In November, councillors on the economic development and culture committee released for public consultation, a 50-page document, “Old Town Character Statement”  which details the Old Town area’s history and heritage assets. Brighton residents and businesses were asked to get involved in ensuring Brighton’s historic heart is protected and enhanced, as the document and survey will serve as an assessment of what is important about the area, to guide future planning policies and decisions.

The document was on the council website and in local libraries for four weeks during November, and, although the consultation has closed, it is now also on the online version of The Whistler under this article, as it’s such an interesting read about Brighton.

The statement describes how the Old Town – bounded by the seafront, East Street, West Street and North Street – came into being. Evidence suggests the locality had been inhabited since Saxon times (410AD to 1066). Initially there was a settlement on the foreshore below a cliff. This was eventually destroyed by the sea and from the 13th century the town grew just inland.
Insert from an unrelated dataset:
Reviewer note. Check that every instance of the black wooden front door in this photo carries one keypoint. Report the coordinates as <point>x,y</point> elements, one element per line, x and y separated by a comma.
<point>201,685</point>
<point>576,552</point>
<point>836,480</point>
A high proportion of listed buildings is a feature of the Old Town, a network of narrow streets, alleyways and terraced cottages. Important landmarks include the former Hippodrome Theatre, built in 1897, and Brighton Town Hall of 1832. Other significant buildings are the city’s oldest hotel, the Old Ship, dating back to the mid-1700s and Fabrica art gallery in Ship Street, a former church founded in 1817.
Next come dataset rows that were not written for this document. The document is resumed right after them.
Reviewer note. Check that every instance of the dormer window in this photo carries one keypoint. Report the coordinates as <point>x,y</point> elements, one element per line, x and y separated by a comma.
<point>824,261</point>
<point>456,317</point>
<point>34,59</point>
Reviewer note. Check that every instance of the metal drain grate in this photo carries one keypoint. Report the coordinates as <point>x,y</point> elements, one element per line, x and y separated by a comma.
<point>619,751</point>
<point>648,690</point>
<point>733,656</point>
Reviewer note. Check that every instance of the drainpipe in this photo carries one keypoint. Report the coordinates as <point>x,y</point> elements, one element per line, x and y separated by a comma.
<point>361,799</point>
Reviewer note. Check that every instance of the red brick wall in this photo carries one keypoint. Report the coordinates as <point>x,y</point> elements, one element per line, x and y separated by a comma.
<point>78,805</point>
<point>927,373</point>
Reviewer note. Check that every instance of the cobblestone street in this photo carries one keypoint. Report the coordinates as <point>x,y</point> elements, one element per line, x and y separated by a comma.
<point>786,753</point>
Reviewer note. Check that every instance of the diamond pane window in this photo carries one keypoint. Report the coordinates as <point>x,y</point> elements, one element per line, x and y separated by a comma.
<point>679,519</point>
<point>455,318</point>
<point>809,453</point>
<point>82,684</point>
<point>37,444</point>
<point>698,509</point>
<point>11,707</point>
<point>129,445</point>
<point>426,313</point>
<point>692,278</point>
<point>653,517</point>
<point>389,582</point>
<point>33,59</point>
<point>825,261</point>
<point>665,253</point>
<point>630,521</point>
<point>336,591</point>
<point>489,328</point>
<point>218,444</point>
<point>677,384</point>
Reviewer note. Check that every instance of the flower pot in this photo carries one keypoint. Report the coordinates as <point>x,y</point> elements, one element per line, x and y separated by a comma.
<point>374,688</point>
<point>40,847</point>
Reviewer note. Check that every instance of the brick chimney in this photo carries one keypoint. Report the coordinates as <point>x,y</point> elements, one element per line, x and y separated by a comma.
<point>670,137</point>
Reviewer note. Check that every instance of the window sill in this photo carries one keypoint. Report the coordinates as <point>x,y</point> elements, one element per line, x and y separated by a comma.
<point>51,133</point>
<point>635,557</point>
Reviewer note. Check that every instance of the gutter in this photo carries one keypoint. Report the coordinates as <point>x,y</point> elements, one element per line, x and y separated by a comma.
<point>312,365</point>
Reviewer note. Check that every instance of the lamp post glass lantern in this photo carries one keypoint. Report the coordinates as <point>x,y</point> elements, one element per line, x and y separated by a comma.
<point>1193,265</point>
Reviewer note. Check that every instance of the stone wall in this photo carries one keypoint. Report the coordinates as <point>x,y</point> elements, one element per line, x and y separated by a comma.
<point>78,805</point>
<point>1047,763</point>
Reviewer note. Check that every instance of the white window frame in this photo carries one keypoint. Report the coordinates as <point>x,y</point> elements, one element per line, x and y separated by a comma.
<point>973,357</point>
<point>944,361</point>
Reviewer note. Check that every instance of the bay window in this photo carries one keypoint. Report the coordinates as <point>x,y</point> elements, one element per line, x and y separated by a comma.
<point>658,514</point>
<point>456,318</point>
Historic details include doorstep boot-scrapers, a reminder of earth roads; houses clad in beach pebbles; and kerbstones made of Cornish granite.

The Lanes was built on an area known as the Hempsheres, used for growing hemp for rope-making and hops. It was the last part of the Old Town to be developed, mainly from the 18th century.

Brighton became one the most important fishing centres on the south coast. But in 1744 three quarters of the town’s 450 houses were exempted from paying rates because of poverty.

Opportunities for potential future improvement referred to in the Statement include the Hippodrome, a mooted redevelopment of the Old Ship’s large garage, plus better street surfaces with co-ordinated street furniture.